Tai Beauchamp, entrepreneure en série et cofondatrice de Brown Girl Jane, déclare: "Il existe une hiérarchie de privilèges. Et nous essayons de nous duper si nous ne reconnaissons pas ce fait. En tant que femme noire éduquée, qui gagne six chiffres par an et a fait depuis que j'ai 26 ans, je suis privilégié. La clé est d'être intentionnel d'utiliser votre privilège au profit de ceux qui ont peu ou pas de privilège du tout. C'est ainsi que nous atténuons et réfutons l'établissement capitaliste. "

Stein pointe vers le marketing de tendance, "Pourquoi est-ce que je me prépare à découvrir comment l'antiracisme devient l'image de marque de sa prochaine entreprise à but lucratif?" Beauchamp répond: "Y a-t-il des marques qui exploitent cette opportunité" du moment "- en essayant de revenir en arrière pour repenser une proposition de valeur ou un énoncé de but, qu'ils n'avaient jamais reconnu, jamais pratiqué ou pris en compte? Absolument. Mais les marques qui ont honoré ces valeurs et qui continuent à défendre authentiquement leur énoncé de valeur de marque, alors qu'elles sont moins dominantes ou concentrées sur le moment, elles continueront d'engager ces consommateurs et un public qui partage également ces valeurs. "
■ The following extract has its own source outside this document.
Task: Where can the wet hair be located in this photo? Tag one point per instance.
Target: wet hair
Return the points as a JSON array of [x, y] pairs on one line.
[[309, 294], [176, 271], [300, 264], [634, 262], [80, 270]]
Rhonesha Byng dit: "Il est possible de faire de l'argent et de faire une différence. L'accent doit être mis sur la solidarité contre l'individualisme. Une grande partie du problème est que les gens pensent que ce que de nombreuses marques font maintenant est performatif et" cocher la case ". pense qu'il est important que toutes les marques soutiennent le mouvement – à la fois professionnellement et socialement – avec leurs revenus et leur voix si elles le veulent vraiment. Le travail antiraciste est un engagement et un marathon, pas un sprint. "

Cate Luzio ajoute: "Il vaut mieux tard que jamais, mais assurons-nous que cela se produit encore dans les trois mois, six mois."

"Faire le bien et avoir une bonne entreprise ne s'excluent pas mutuellement", déclare Jenny Galluzzo. "L'optimisme et l'énergie du féminisme après 2016 ont créé une source d'excitation pour perturber le statu quo. Il n'y a rien de négatif à essayer de changer l'iniquité systémique en réécrivant les règles et en créant votre propre pouvoir et argent. C'est le vrai féminisme."

Essayons maintenant d'en faire une réalité pour toutes les femmes, pas seulement pour celles qui ont actuellement un siège à la table.